Coronavirus in the UK - news, lockdown and discussion

Yebbut...Richard Madeley :hmm: I mean, we're not talking "heavyweight political commentator" here.
Doesn't really matter. His job is to poison the well. I don't see GMB being bomabrded with complaints about his misunderstanding of communism and why it's not relevant to the discussion. Apparently Susan's interlocutor was some clown from Turning Point UK! That well known science forum
 
Personally I believe that smoking isn't bad for your health. Therefore passive smoking is quite OK and nothing to worry about. I also think that there's nothing wrong with my driving around at 120 mph on the wrong side of the road. I'll probably be alright. That's what really matters.
if people had to pay for their healthcare (misnomer, they already do) they woudl value it more, especially during a non existent plandemic caused by Prince Charles and Billy Gates that affects the poorest, women, and ethnic minorities more than me! Good luck with that!
 
Thanks. I wont attempt to quote all the good bits from it right now due to the amount of other stuff I already quoted. But here is a nice chunk that neatly describes the important aspects we have to keep pointing out whenever dealing with drooling freedom 'its all over' fuckwits or those that just start moaning about low or zero covid being an unrealistic approach without merit.
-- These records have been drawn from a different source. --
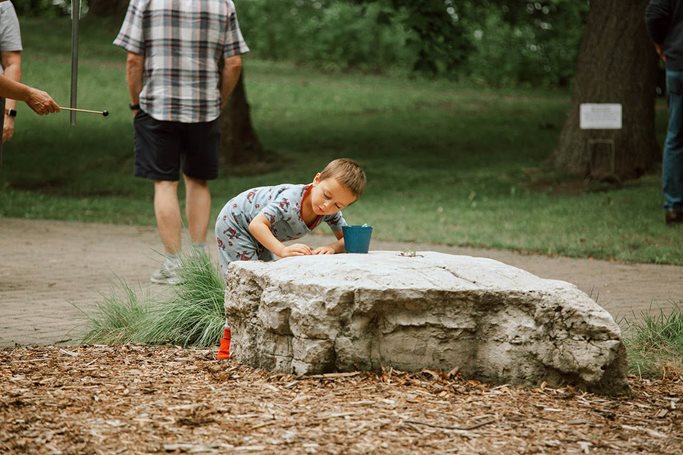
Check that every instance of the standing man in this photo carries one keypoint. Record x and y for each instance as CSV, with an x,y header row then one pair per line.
x,y
664,20
176,49
10,59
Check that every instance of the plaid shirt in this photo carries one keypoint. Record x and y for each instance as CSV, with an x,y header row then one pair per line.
x,y
183,42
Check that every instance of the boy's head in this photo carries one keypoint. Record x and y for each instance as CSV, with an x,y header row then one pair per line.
x,y
347,172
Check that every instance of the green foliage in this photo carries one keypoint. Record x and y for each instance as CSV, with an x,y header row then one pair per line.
x,y
496,43
447,163
44,8
655,343
537,51
192,315
333,35
118,319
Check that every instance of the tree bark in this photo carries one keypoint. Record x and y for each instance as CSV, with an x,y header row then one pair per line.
x,y
239,143
616,64
106,8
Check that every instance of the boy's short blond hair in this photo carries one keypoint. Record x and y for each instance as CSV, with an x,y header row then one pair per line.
x,y
348,173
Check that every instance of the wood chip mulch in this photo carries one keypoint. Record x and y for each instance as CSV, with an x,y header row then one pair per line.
x,y
140,399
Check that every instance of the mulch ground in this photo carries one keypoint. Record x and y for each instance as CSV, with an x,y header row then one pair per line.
x,y
139,399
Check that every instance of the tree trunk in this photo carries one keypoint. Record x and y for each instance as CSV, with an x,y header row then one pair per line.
x,y
239,143
617,63
105,8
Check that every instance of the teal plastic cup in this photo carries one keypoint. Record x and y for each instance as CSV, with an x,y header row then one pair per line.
x,y
357,238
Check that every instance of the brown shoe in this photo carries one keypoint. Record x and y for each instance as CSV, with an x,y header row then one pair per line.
x,y
673,216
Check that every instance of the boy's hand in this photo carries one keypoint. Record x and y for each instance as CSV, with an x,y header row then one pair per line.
x,y
298,249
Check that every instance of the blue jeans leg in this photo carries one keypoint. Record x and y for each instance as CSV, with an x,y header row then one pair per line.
x,y
672,160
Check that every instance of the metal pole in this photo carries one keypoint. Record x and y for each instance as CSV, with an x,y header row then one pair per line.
x,y
75,16
2,125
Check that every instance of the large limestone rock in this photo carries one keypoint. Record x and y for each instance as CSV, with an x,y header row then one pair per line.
x,y
494,322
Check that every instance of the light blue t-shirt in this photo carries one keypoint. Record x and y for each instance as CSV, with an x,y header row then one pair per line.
x,y
281,205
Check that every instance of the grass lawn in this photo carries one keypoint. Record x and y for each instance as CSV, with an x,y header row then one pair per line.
x,y
447,163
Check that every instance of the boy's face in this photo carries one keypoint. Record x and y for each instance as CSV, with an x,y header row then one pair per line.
x,y
328,196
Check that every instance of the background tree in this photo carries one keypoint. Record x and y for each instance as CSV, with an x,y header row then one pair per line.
x,y
617,64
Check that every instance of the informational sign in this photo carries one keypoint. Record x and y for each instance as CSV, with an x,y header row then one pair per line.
x,y
600,116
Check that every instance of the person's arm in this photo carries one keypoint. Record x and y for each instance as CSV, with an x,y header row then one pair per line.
x,y
232,68
332,248
11,62
135,64
260,229
38,100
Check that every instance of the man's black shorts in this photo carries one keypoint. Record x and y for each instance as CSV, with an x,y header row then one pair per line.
x,y
162,148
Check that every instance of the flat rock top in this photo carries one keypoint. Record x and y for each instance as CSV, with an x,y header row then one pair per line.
x,y
396,270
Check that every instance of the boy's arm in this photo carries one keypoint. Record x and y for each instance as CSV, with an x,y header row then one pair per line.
x,y
260,229
332,248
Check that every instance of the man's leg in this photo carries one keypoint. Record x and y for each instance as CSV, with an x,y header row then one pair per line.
x,y
672,159
167,212
197,209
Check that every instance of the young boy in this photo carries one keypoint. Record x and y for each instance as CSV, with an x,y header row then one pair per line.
x,y
254,224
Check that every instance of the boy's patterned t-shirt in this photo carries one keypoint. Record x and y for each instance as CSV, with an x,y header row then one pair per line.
x,y
280,204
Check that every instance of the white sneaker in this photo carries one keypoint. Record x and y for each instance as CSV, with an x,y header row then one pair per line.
x,y
168,273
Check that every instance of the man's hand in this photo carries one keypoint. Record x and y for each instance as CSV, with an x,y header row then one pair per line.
x,y
325,249
8,128
41,102
298,249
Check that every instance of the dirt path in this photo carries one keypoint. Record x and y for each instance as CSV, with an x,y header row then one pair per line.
x,y
52,271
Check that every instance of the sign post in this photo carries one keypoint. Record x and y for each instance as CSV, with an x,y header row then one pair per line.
x,y
601,154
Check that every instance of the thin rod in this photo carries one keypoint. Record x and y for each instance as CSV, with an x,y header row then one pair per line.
x,y
73,109
75,16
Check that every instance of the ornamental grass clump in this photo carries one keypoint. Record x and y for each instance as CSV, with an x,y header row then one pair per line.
x,y
117,319
191,315
194,315
654,343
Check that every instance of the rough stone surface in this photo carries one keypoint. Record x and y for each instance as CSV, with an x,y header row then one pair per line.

Although vaccination of most vulnerable groups will have reduced the proportion of community infections that lead to hospitalisation and death, there remain many advantages from an epidemiological perspective in maintaining both low prevalence and R<1. It makes it easier to prevent a return to rapid growth in the epidemic which could lead to the NHS being overwhelmed (e.g. because it gives more time to react to increases when starting from a low baseline, it is easier to spot outbreaks in advance of them growing large, and Test Trace and Isolate (TTI) can be more effective at lower prevalence). This has been shown in some countries that have very low or near-zero Covid-19, since occasional outbreaks can then be dealt with quickly, including rapid sequencing of all cases to search for new variants. Lower transmission also reduces the in-country risk of the emergence of variants of concern as well as slowing spread of any VoCs (including imported VoCs). Lower infection rates will also reduce impact of post-Covid syndromes and allow more NHS capacity to be used for routine care. Since groups from a lower socioeconomic position and minority ethnic backgrounds have higher risk of infection and lower vaccination rates then any increase in prevalence is also likely to increase health inequalities in Covid-related illness and death.6 7

There is significant risk in allowing prevalence to rise, even if hospitalisations and deaths are kept low by vaccination. If it were necessary to reduce prevalence to low levels again (e.g., VoC become more pathogenic for others previously less affected), then restrictive measures would be required for much longer.
 
Thousands of disabled people aren't even double jabbed yet - remember, not all disabled people fall into the "clinically vulnerable" category for jab priority, far from it. Doesn't mean they're not more vulnerable than the average for contracting, getting seriously ill from, or dying from Covid.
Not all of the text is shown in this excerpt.